With the unfurling of his banner a mere 100 yards from the Santiago Bernabeu in Madrid, Laporta made his presence officially felt. “Looking forward to seeing you again”, read the massive banner sending a message to both Barcelona as well as Real Madrid fans.
The first power move of many that helped him leapfrog Victor Font. From competitor to overwhelming favourite, Laporta has provided the perfect example of an ideal campaign. He stayed quiet while Font was the architect of his downfall. But when the time came, he struck just the right chords.

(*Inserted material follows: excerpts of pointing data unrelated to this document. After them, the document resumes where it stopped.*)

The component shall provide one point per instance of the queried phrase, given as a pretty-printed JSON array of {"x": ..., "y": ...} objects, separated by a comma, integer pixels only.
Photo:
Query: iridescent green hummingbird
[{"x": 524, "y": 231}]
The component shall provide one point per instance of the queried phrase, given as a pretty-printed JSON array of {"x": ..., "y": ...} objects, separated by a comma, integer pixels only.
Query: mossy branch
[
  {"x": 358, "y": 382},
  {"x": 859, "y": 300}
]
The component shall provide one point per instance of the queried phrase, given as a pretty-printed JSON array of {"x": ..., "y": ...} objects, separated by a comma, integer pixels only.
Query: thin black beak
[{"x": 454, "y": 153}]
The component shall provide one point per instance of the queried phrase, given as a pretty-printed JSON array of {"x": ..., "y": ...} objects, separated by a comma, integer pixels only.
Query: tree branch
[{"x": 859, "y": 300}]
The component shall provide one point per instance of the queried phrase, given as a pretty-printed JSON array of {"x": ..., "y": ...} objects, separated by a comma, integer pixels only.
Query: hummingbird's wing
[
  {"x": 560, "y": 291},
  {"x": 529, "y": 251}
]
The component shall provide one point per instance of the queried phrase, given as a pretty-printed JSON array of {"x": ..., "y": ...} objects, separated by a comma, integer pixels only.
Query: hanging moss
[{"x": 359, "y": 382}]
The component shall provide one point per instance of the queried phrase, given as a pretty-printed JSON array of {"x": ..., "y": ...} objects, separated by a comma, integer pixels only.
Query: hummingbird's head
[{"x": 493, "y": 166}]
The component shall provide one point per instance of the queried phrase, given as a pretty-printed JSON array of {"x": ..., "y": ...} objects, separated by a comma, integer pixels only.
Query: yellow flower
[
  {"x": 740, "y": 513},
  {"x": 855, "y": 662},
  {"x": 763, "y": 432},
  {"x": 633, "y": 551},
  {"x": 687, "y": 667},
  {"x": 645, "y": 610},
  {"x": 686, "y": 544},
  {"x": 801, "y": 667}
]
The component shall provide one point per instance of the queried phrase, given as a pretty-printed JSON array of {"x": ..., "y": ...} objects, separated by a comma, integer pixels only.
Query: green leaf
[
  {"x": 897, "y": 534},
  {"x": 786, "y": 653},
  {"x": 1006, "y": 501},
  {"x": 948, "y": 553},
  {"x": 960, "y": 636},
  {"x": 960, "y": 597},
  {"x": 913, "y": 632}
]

The manner in which Laporta spoke throughout his running was noteworthy. He had the confidence and just the right amount of arrogance in his statements. Laporta knew full well that he is backed by his immensely successful past. His pre-existing relationship with the players, club legends, and superagents in world football were all great weapons to support his candidacy.
He chose to retaliate against Font in very carefully selected moments. He chose to respond to Font’s comments about Koeman separately. He never addressed them directly, but he said he would honour Koeman’s contract and commitment to the club, which was the best answer. That provided the first distinction between the candidates.
During the presidential debates though, is when Laporta took the strongest stance.
“You must have worked a lot with Xavi, Jordi Cruyff and Benaiges, but they have all denied you. You have made a lot of corrections, you have had a lot of denials. Xavi, Xavi, Xavi, Xavi. You keep repeating that. Either you don’t know the reality of Barça or you don’t know these people. You will have worked with them, but they have denied you.”Laporta to Font during the first debate
Laporta reproached Font’s approach to the elections, which seemed to fully hinge on Xavi’s approval and arrival. He then pointed out that Font spent the final months of the campaign just rectifying the mistakes he made.
He was also quick to point out that when he was in charge of the club, eternal rivals Real Madrid did not win a single Champions League title. And in addition, he did not understate his influence among the players.
“One thing is clear: Messi wants to stay and we must make him stay. It is clear that if any of my rivals wins, it will be very difficult for him to stay. He knows me, and that I do what I say. What he wants is someone who appreciates him and he knows I work like this.”Laporta in the final presidential debate
He was also subtle but assertive in his comments about future signings for the club. Laporta said that he is in close contact with many superagents and that with him, Barcelona are capable of attracting any of the biggest superstars in the world.
Every time he spoke, it was as if he knew he had the votes in the bag. A sense of assurance always surrounds him. Even before it was official, he inspired confidence and trust. And somehow, it always felt like there was no better person to convince Lionel Messi to stay at Barcelona. Even though the Argentine’s departure seemed and perhaps still is set in stone. But with Laporta, there is optimism, even though it may be blind.
Laporta has played all his pieces to perfection, drawing out errors and capitalizing on them, much like Barcelona used to do to their adversaries when he was formerly in charge from 2003-2011. He capped off the final debate by saying:
“I showed up because I love Barça. We have to return joy to the Catalans. I know how to do it. Being President was an honour, and being President again will be the biggest challenge of my life.”
Times have drastically changed since then, however. He is now at the helm of a very different club than the one he left behind a decade ago. He has a whole host of challenges to overcome, with severely limited resources to do so. But again, when he took over back in March of 2003, the club were on the brink of relegation after years of mismanagement by Joan Gaspart.
A situation similar in many ways to the one Barcelona are in right now. A fresh-faced Joan Laporta, with the endorsement of Johan Cruyff back then, took charge with over 52% of the votes. The rest is history.